Cari Blog Ini

Ibnu Sirin

Imam Ahli Tafsir Mimpi


Ibnu Sirin, demikian nama ini sering terdengar telinga kita. Untuk seorang penuntut ilmu, nama ini memang tak lagi asing. Betapa tidak, tabi’in mulia ini telah menjadi seorang imam (panutan) sekaligus bergelar Syaikhul Islam (seorang ulama yang sangat mendalam ilmunya tentang segala bidang ilmu agama). Ayahnya merupakan bekas budak Anas bin Malik radhiyallahu ‘anhu, shahabat mulia yang mengabdi kepada Rasulullah shallallahu ‘alaihi wa sallam.

Dahulu, ayahnya, Sirin termasuk tahanan Jarjaraya, sebuah wilayah di dekat kota Baghdad.
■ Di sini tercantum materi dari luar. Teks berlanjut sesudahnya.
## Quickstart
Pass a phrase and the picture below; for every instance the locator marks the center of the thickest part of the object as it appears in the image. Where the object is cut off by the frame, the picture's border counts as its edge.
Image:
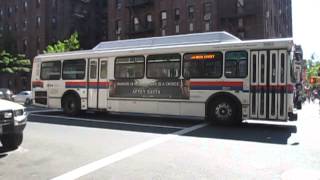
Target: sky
(306, 26)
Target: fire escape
(140, 23)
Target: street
(123, 146)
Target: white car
(13, 119)
(23, 97)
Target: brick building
(247, 19)
(28, 26)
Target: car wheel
(11, 141)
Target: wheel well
(223, 95)
(69, 93)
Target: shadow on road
(254, 132)
(263, 133)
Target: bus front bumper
(292, 116)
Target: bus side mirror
(186, 76)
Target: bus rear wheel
(71, 105)
(224, 111)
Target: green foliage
(70, 44)
(14, 63)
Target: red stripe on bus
(75, 83)
(37, 84)
(215, 83)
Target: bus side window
(163, 66)
(74, 69)
(50, 70)
(104, 70)
(129, 67)
(236, 64)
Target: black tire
(224, 111)
(71, 105)
(11, 141)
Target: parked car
(6, 94)
(13, 118)
(24, 97)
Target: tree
(14, 64)
(313, 68)
(70, 44)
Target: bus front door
(268, 85)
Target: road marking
(91, 167)
(110, 122)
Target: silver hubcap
(223, 111)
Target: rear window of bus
(50, 70)
(74, 69)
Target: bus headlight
(19, 112)
(7, 115)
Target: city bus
(214, 76)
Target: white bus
(213, 75)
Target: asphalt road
(113, 146)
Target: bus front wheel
(71, 105)
(224, 111)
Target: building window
(177, 14)
(191, 12)
(149, 21)
(118, 27)
(177, 28)
(136, 24)
(25, 25)
(16, 27)
(54, 22)
(207, 26)
(240, 6)
(25, 6)
(163, 20)
(163, 32)
(207, 11)
(191, 29)
(38, 43)
(10, 11)
(54, 3)
(38, 21)
(240, 22)
(25, 45)
(38, 3)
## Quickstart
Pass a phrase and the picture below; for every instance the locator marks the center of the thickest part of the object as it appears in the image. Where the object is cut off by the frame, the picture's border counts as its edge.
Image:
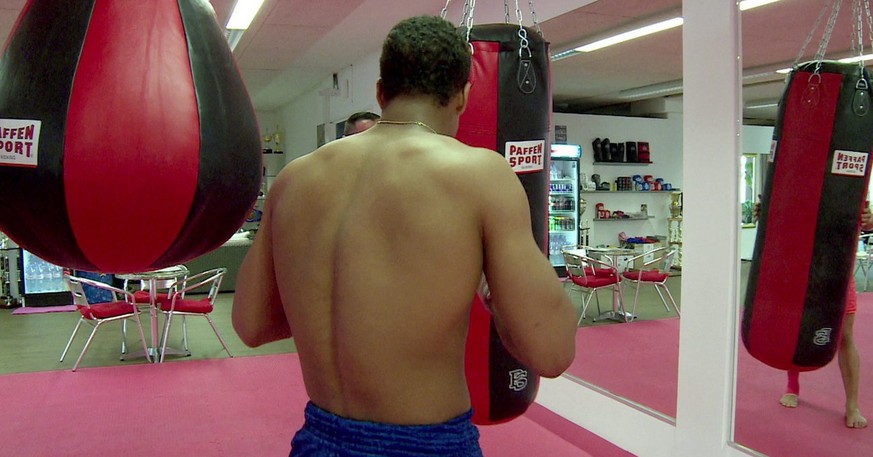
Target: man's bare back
(364, 284)
(370, 251)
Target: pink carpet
(639, 361)
(248, 406)
(44, 309)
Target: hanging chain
(524, 44)
(533, 15)
(869, 21)
(858, 22)
(469, 19)
(826, 38)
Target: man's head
(424, 55)
(358, 122)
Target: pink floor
(639, 361)
(247, 406)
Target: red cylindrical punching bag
(127, 138)
(508, 111)
(810, 210)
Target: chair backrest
(574, 259)
(209, 278)
(663, 260)
(865, 244)
(80, 299)
(579, 264)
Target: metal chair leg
(167, 323)
(87, 345)
(185, 333)
(218, 335)
(675, 306)
(67, 347)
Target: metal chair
(654, 271)
(178, 304)
(591, 275)
(121, 307)
(864, 257)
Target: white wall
(756, 140)
(356, 92)
(665, 142)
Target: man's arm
(258, 315)
(532, 312)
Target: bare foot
(854, 419)
(790, 401)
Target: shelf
(629, 191)
(623, 163)
(613, 219)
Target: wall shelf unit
(623, 163)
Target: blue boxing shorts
(325, 434)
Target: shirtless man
(370, 252)
(847, 353)
(358, 122)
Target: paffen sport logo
(822, 336)
(518, 379)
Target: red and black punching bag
(810, 209)
(508, 111)
(127, 138)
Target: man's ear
(463, 98)
(380, 97)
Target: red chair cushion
(599, 271)
(142, 296)
(202, 306)
(595, 281)
(105, 310)
(647, 275)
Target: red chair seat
(202, 306)
(598, 271)
(142, 296)
(105, 310)
(595, 281)
(647, 275)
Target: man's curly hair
(424, 55)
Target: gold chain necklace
(418, 123)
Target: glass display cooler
(43, 282)
(563, 201)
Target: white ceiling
(294, 45)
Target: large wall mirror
(817, 425)
(614, 356)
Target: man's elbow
(558, 364)
(248, 337)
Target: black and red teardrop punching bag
(508, 111)
(810, 209)
(127, 138)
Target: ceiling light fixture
(645, 31)
(241, 18)
(243, 14)
(749, 4)
(633, 34)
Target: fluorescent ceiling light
(633, 34)
(856, 58)
(749, 4)
(243, 13)
(762, 105)
(652, 28)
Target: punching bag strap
(466, 17)
(826, 36)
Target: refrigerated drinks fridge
(43, 282)
(563, 201)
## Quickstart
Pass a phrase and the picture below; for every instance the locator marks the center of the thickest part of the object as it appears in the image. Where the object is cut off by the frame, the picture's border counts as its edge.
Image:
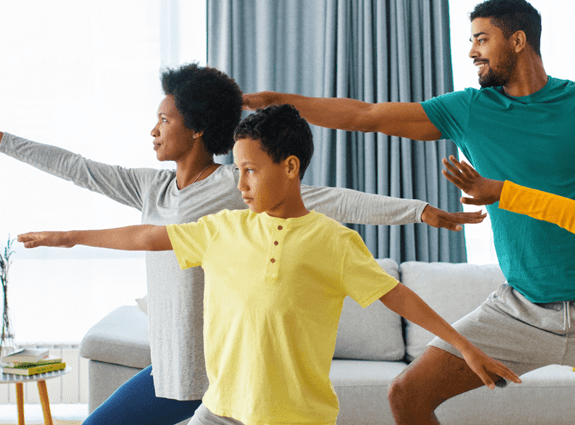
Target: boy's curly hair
(281, 131)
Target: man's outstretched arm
(392, 118)
(511, 196)
(132, 238)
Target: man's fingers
(471, 201)
(28, 240)
(453, 179)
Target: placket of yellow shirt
(278, 233)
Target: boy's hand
(36, 239)
(483, 191)
(481, 363)
(451, 221)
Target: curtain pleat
(371, 50)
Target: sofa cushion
(452, 290)
(119, 338)
(373, 333)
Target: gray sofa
(374, 345)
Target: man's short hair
(511, 16)
(281, 131)
(209, 101)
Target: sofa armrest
(119, 338)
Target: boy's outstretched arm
(132, 238)
(435, 217)
(483, 191)
(391, 118)
(409, 305)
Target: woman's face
(172, 139)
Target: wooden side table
(41, 378)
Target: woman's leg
(135, 403)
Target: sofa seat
(373, 346)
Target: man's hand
(451, 221)
(483, 191)
(36, 239)
(254, 101)
(481, 363)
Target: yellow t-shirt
(274, 291)
(538, 204)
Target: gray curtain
(372, 50)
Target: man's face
(263, 183)
(491, 53)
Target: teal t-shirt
(529, 140)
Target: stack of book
(31, 361)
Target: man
(519, 126)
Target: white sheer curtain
(82, 75)
(556, 23)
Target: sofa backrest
(373, 333)
(452, 290)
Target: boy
(511, 197)
(276, 278)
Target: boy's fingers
(487, 380)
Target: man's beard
(502, 76)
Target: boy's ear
(292, 166)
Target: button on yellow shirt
(274, 291)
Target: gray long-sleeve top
(175, 296)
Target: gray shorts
(521, 334)
(203, 416)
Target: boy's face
(263, 183)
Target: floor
(68, 414)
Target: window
(556, 22)
(83, 76)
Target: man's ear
(519, 40)
(292, 166)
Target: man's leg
(506, 326)
(432, 378)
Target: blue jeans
(135, 403)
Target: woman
(196, 120)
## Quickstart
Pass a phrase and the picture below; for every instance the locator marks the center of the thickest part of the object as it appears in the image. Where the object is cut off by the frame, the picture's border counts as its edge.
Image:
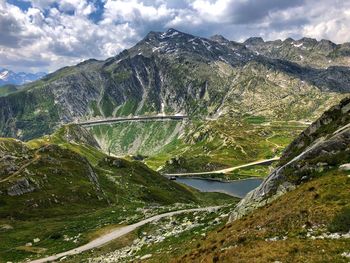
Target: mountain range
(62, 185)
(174, 72)
(10, 77)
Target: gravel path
(118, 233)
(227, 170)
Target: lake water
(237, 188)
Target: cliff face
(324, 146)
(174, 72)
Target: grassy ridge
(74, 189)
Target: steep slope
(57, 191)
(7, 89)
(321, 147)
(13, 78)
(305, 51)
(300, 213)
(171, 72)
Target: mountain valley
(64, 184)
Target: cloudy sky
(44, 35)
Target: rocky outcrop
(77, 134)
(322, 146)
(173, 72)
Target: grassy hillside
(59, 188)
(306, 225)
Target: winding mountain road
(134, 118)
(121, 231)
(227, 170)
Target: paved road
(135, 118)
(227, 170)
(118, 233)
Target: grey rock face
(171, 71)
(329, 147)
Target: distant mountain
(175, 72)
(9, 77)
(305, 51)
Sejak awal, Anas bin Malik melihat Sirin mempunyai kemampuan dalam perniagaan. Sirin memang ahli dalam membuat periuk sehingga bisa menuai keuntungan cukup besar dari perdagangannya. Di saat itulah, Sirin menginginkan mukatabah karena merasa mempunyai harta yang cukup untuk membebaskan diri dari perbudakan. Mukatabah merupakan salah satu metode untuk membebaskan diri dari perbudakan. Yaitu, seorang budak meminta majikannya untuk dimerdekakan dengan membayar sejumlah uang sesuai dengan kesepakatan. Si majikan hendaklah mengabulkan permintaan itu jika ia memandang budaknya sanggup melunasi pembayaran dengan harta yang halal. Setelah bebas dari belenggu perbudakan, Sirin pun berkeinginan untuk menikah. Saat itu jatuhlah pilihannya kepada seorang budak wanita milik Abu Bakar Ash-Shiddiq radhiyallahu ‘anhu yang bernama Shafiyah. Nah, dari kedua pasangan inilah, lahir seorang ulama tabi’in yang sangat terkenal Muhammad bin Sirin.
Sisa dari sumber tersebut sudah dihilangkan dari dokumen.